Sans me soucier de lui, je commence à siphonner les informations : l'emplacement de leur QG de secours, leurs partisans, leurs prochaines actions... Je ne peux pas m'empêcher de trouver que leur étiquette de « terroristes » ne s'accorde pas du tout avec ce que je vois dans sa tête : des gens tâchant simplement de se sortir de la misère à laquelle les condamne la société martienne.
Et Khan me regarde le vider de tout ce qui lui est cher, tout ce pourquoi il s'est sacrifié ; sans réagir. Une tristesse dérangeante s'empare de moi.
— Alors tu es avec eux maintenant ?
Je sursaute. Devant moi, le Khan physique n'a pas bougé d'un cil, toujours menotté. Il n'a montré aucun changement de faciès supposant qu'il est en train de communiquer avec moi. Mais ce qui m'étonne le plus, c'est cette idée effroyable que ses paroles insinuent : il me connaît. Pas uniquement parce qu'il m'a identifié comme le fils du gouverneur. Non, il me connaît parce que nous nous sommes déjà rencontrés.
Et je suis incapable de m'en souvenir. Le gouffre s'entrouvre sous mes pieds. Dans la masse d'informations que je lui subtilise, je tombe sur un écran. Un écran parcouru de brouillard électronique. Je ne vois rien au travers. Il m'inspire une terreur irrationnelle. Je m'en détourne et lui réponds.
— Comment ça ? De quoi parles-tu ?
— Tu ne te souviens pas ? Tu n'arrives même pas à accéder à mes souvenirs alors que je suis littéralement en train de les tendre ? Mais qu'est-ce qu'ils t'ont fait ? Larry a pris tant de risques pour toi... ne me dis pas que ça n'en valait pas la peine.
Le gouffre s'élargit et je tombe dedans. Mon corps s'affaisse sur le sol. Comme si ce nom venait de me faire l'effet d'un coup de poing dans l'estomac. Pourquoi n'arrivé-je pas à le remettre ? Pourtant, je sens qu'il y a une connexion à faire... quelque part... avec un autre nom...

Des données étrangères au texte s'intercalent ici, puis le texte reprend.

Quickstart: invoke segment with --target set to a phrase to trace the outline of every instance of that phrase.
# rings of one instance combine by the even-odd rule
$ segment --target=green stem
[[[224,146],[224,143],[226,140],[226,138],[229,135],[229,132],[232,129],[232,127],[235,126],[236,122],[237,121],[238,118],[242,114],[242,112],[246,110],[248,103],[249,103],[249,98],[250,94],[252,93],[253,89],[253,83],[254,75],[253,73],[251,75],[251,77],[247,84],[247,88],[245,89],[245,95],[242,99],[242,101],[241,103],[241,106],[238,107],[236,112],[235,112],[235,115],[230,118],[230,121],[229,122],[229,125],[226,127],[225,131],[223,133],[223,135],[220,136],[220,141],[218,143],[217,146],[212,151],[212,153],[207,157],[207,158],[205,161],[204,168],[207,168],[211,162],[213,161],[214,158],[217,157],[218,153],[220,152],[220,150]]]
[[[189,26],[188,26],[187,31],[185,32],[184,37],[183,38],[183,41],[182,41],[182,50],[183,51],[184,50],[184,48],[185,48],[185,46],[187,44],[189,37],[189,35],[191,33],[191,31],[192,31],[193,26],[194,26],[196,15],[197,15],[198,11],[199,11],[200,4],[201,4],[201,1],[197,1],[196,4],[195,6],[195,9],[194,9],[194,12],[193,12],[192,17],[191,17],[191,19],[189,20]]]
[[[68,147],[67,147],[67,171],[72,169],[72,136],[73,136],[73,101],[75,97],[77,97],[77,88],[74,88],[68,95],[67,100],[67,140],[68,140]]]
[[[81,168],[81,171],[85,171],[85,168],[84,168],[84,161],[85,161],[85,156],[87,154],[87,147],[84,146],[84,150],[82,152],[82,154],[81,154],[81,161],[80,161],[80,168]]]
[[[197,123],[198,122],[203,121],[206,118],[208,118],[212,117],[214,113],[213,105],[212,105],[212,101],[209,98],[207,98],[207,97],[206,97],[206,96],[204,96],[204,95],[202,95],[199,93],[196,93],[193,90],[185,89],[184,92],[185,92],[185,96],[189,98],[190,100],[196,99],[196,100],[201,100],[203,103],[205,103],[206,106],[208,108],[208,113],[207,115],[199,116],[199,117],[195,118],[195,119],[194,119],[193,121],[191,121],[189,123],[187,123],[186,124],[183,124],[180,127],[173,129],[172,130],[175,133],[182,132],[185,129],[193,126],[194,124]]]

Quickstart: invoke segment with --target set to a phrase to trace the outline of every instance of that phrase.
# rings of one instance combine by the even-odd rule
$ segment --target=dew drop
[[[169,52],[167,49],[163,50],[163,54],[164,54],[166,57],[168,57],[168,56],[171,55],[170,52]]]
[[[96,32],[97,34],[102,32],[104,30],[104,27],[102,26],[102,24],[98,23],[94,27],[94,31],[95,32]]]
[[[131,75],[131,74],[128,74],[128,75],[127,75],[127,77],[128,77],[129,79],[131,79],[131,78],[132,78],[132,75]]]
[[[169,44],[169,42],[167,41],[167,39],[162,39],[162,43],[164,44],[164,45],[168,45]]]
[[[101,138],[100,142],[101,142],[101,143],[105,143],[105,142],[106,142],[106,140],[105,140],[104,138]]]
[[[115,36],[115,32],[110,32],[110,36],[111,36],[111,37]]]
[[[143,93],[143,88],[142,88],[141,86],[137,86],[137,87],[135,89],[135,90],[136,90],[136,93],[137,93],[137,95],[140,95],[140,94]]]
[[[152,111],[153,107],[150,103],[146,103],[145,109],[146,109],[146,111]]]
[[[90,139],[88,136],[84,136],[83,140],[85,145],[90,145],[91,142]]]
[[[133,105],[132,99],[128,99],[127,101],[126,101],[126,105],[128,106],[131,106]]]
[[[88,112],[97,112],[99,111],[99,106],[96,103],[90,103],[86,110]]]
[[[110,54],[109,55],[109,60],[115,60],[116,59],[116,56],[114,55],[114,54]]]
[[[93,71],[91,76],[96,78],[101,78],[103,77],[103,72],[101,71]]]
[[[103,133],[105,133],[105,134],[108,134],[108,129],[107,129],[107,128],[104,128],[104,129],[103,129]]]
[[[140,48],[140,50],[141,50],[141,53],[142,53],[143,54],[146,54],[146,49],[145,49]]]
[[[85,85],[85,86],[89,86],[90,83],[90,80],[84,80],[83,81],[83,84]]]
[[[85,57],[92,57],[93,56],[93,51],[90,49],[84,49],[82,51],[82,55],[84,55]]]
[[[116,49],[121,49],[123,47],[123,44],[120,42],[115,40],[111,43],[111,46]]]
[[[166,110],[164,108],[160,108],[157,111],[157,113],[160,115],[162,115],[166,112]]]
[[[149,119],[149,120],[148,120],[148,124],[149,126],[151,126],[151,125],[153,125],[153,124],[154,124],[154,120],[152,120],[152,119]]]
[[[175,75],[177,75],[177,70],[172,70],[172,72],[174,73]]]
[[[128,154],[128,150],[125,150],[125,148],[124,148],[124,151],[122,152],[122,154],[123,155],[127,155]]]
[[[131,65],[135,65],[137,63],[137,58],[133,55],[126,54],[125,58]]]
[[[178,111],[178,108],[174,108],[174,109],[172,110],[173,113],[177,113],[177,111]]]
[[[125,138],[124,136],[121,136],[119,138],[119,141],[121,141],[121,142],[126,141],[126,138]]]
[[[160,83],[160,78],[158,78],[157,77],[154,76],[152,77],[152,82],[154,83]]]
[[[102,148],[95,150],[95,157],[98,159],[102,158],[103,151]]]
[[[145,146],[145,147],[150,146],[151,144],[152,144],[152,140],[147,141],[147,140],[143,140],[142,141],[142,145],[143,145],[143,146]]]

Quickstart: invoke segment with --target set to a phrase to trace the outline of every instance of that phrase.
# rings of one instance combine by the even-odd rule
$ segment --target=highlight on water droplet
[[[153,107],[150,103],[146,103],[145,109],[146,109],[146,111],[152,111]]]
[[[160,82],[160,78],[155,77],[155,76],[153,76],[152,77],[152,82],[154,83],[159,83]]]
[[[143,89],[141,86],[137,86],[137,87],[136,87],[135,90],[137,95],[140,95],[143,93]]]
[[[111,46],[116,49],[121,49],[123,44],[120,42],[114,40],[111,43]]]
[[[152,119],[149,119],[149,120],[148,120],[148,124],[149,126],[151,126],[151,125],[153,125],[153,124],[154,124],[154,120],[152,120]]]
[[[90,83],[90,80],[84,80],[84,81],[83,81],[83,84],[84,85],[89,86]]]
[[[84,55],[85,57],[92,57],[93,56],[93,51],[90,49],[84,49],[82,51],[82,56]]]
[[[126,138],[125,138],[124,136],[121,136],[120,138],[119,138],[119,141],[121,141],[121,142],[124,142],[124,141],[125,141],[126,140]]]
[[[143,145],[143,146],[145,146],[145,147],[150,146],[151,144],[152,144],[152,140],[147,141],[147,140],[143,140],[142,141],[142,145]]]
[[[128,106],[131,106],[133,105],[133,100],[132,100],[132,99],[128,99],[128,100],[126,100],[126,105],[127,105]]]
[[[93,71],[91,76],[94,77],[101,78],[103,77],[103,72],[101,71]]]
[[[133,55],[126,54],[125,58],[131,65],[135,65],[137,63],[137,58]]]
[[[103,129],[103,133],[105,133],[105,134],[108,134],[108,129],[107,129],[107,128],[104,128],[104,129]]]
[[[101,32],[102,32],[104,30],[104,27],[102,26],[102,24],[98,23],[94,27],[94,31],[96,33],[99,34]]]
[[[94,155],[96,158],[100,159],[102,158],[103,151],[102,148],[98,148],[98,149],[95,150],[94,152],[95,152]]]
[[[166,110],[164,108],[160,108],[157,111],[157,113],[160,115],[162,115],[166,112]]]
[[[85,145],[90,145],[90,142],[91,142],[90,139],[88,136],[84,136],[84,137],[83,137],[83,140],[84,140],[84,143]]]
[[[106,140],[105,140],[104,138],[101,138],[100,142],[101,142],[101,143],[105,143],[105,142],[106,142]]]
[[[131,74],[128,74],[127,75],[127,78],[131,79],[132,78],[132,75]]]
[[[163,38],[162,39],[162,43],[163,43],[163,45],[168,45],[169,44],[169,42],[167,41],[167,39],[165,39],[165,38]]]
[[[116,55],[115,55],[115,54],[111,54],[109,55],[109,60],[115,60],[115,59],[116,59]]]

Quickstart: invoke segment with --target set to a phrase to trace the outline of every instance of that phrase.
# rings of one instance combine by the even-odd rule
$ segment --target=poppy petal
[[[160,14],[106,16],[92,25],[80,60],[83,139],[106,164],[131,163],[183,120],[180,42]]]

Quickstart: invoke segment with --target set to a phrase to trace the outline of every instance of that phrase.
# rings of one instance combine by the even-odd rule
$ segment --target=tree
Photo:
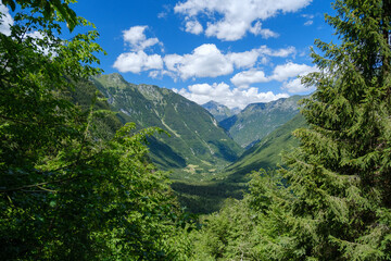
[[[64,22],[93,25],[73,1],[2,2],[20,12],[0,34],[1,259],[172,260],[180,213],[147,157],[156,129],[117,130],[100,110],[96,30],[61,38]]]
[[[310,128],[295,132],[301,146],[280,170],[292,197],[266,209],[285,224],[268,240],[276,260],[391,259],[391,2],[333,8],[326,20],[340,44],[315,41],[319,72],[302,79],[317,87],[303,100]]]

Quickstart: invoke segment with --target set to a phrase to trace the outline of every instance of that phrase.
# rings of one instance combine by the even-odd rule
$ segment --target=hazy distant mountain
[[[202,104],[218,122],[226,120],[240,112],[239,109],[230,110],[228,107],[223,105],[216,101],[209,101],[205,104]],[[239,111],[238,111],[239,110]]]
[[[243,182],[244,175],[260,169],[275,169],[281,163],[281,151],[289,151],[299,145],[292,132],[300,127],[306,127],[302,114],[297,114],[282,126],[266,135],[251,149],[247,150],[235,163],[227,166],[224,172],[230,179]]]
[[[292,96],[266,103],[252,103],[219,124],[237,144],[249,148],[297,115],[298,101],[302,98],[302,96]]]
[[[205,109],[169,89],[129,84],[119,74],[92,80],[124,123],[171,134],[151,138],[151,158],[163,169],[182,170],[186,178],[213,175],[242,152]]]

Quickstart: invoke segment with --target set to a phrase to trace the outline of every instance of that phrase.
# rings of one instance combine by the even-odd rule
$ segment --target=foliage
[[[138,128],[157,126],[169,136],[150,139],[151,159],[180,181],[210,179],[242,149],[197,103],[169,89],[127,83],[119,74],[93,77],[121,120]],[[212,172],[209,172],[212,170]]]
[[[241,147],[251,148],[295,116],[299,113],[298,101],[301,98],[303,97],[292,96],[266,103],[252,103],[240,113],[222,121],[219,125]]]
[[[317,90],[303,101],[301,146],[200,232],[211,260],[240,260],[239,241],[243,260],[391,259],[391,2],[333,7],[326,18],[341,44],[316,40],[323,54],[313,52],[319,72],[303,78]]]
[[[98,33],[60,38],[91,25],[68,2],[3,1],[21,12],[0,34],[0,258],[180,260],[171,243],[193,217],[150,164],[160,129],[118,129],[87,80]]]
[[[276,128],[248,149],[236,162],[223,170],[228,179],[235,183],[248,182],[248,173],[254,170],[275,170],[280,164],[281,153],[291,151],[299,146],[299,140],[292,135],[297,128],[305,127],[305,119],[297,114],[292,120]]]

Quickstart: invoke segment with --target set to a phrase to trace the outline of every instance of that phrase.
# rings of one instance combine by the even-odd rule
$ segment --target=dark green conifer
[[[316,40],[310,124],[282,170],[290,240],[281,259],[391,259],[391,2],[337,0],[326,21],[340,44]],[[288,200],[288,199],[287,199]]]

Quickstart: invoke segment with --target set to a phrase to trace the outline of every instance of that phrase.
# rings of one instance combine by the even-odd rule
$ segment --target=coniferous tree
[[[391,2],[333,8],[326,20],[340,44],[315,41],[319,72],[303,78],[317,87],[303,101],[310,128],[295,132],[301,147],[281,170],[293,197],[267,215],[285,223],[267,248],[277,260],[391,259]]]

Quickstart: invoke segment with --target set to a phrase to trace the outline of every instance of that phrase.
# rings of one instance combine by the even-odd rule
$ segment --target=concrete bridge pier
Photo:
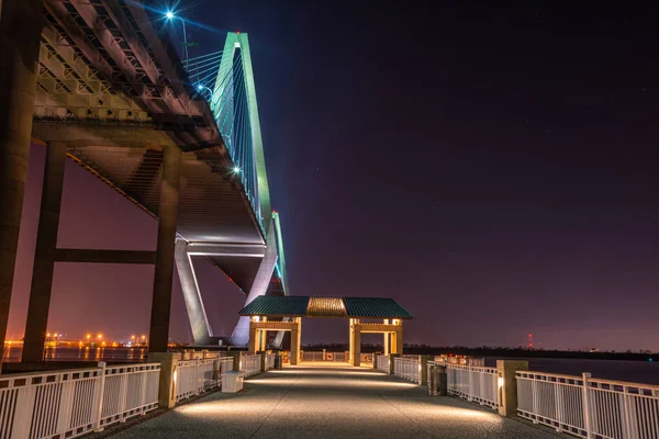
[[[42,0],[0,1],[0,341],[7,335],[36,89]],[[0,370],[2,351],[0,342]]]
[[[59,212],[62,207],[62,190],[66,165],[66,144],[51,142],[46,149],[46,166],[42,190],[34,269],[25,324],[25,341],[23,344],[23,362],[43,360],[53,273],[55,271],[55,250],[59,229]]]
[[[165,147],[160,205],[158,207],[158,243],[156,246],[156,268],[149,328],[149,352],[167,352],[180,169],[181,150],[176,146]]]

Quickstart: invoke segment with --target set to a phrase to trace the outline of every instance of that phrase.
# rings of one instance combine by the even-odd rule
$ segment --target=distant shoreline
[[[323,350],[342,351],[347,350],[346,345],[308,345],[303,350]],[[382,347],[377,345],[362,345],[361,352],[378,352]],[[405,353],[411,354],[454,354],[470,357],[505,357],[505,358],[565,358],[581,360],[623,360],[623,361],[659,361],[659,352],[589,352],[577,350],[549,350],[549,349],[527,349],[527,348],[469,348],[466,346],[405,346]]]

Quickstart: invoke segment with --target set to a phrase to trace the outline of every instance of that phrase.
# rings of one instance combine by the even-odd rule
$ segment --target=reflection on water
[[[4,346],[3,362],[21,361],[21,346]],[[113,347],[46,347],[44,358],[48,361],[125,361],[146,360],[147,348]]]

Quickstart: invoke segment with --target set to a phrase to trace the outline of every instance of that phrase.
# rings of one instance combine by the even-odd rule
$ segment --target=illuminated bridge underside
[[[265,289],[252,291],[270,213],[259,224],[208,102],[154,25],[159,18],[129,0],[46,0],[44,14],[33,137],[66,143],[72,160],[154,217],[164,149],[180,148],[177,232],[188,252],[205,257],[246,295],[283,293],[277,270]],[[191,251],[197,244],[220,247]],[[254,246],[257,254],[244,255]],[[193,290],[185,288],[185,294],[201,297],[193,269],[188,271],[182,283]]]

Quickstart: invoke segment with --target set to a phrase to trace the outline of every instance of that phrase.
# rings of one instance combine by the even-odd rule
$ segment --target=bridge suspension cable
[[[252,137],[245,60],[239,48],[220,50],[188,60],[188,76],[213,111],[215,122],[256,217],[263,224],[258,177]],[[231,52],[231,50],[230,50]],[[225,58],[226,56],[226,58]]]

« ... Zigman et ses petits copains du LISS... » Ces paroles lâchées par le gouverneur ventru et à moitié ivre frappent mon esprit d'un coup d'éclair. Zigman... Larry... Larry Zigman ! C'est son nom ! Mais qui est cette personne ?
— Tout va bien ? Tu as vu quelque chose ?
Vauclair est descendu de lui-même pour m'aider à me relever. Sa poigne ferme me tire l'épaule pour me remettre sur pied. Je vacille encore, mais commence à retrouver une contenance. En face, Khan est resté admirablement impassible.
Je pourrais balancer à Vauclair tout ce qu'il attend. Il serait fier de moi, me décernerait même une prime si je le demandais. Je gravirais ensuite rapidement les échelons des Renseignements, peut-être pourrais-je un jour me retrouver à sa place...
Mais si je fais ça, je condamne des centaines de personnes dont le crime principal est d'être né en bas de l'échelle de la société. Si je fais ça, j'aurais l'impression de trahir ce Larry Zigman, bien que je ne sache pas pourquoi je lui devrais quoi que ce soit.
Alors, je mens.
— Non, désolé. Je n'ai rien vu.
Le sourire affable de Vauclair dégringole de dix étages, puis il me congédie sans plus de cérémonie.